Pelote stepped down in May from his post as political and legislative director for the California chapter of the American Federation of State, County and Municipal Employees, where he had worked since 1995.

California Democrats honored Pelote and his retirement from AFSCME at their convention last May, and his labor colleagues hosted various receptions to mark the occasion, including one attended by Gov. Jerry Brown.


Weeks later, Pelote went back to work--this time at the Assembly as a deputy chief consultant to Assemblyman Jimmy Gomez (D-Los Angeles), chair of the powerful Appropriations committee.

According to records from the Assembly Rules Committee, Pelote was hired July 1 and is being paid a monthly salary of $12,500. That $150,000 annual salary puts him on the high end of staff compensation, exceeding what many chiefs of staff are paid.

John Scribner, chief of staff to Gomez, said Pelote was brought on for his “excellent organizing skills and understanding of the legislative process.” His responsibilities include coordinating outreach and networking among interest groups on transportation, the subject of a current special legislative session.

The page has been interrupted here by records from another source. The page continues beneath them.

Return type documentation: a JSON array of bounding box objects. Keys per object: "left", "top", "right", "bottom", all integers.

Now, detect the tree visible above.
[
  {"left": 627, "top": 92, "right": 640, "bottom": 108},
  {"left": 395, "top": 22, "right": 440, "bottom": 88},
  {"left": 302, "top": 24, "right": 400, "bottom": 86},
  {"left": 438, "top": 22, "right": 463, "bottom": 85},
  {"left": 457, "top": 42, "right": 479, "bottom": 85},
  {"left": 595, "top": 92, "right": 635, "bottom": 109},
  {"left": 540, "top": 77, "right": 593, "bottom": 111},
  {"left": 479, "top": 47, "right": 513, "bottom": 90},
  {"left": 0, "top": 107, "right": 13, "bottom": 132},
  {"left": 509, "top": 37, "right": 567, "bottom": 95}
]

“He’s had more experience in issues throughout the state and understanding community dynamics than almost any other staffer in the building,” Scribner said.

Assembly Speaker Toni Atkins (D-San Diego) approved Gomez’s request to hire Pelote, according to Atkins’ spokesman, John Casey.

“His salary is commensurate with his experience,” Casey said.


Pelote did not respond to an email Tuesday seeking comment.

Pelote is no stranger to the Assembly; he worked as the chamber’s sergeant-at-arms in the 1980s and served as an aide to former Speaker Willie Brown.

He then moved over to AFSCME, which has 179,000 members in California. The union maintains an influential presence in the Capitol and in Democratic campaigns; it contributed more than $2.2 million to candidates in 2014.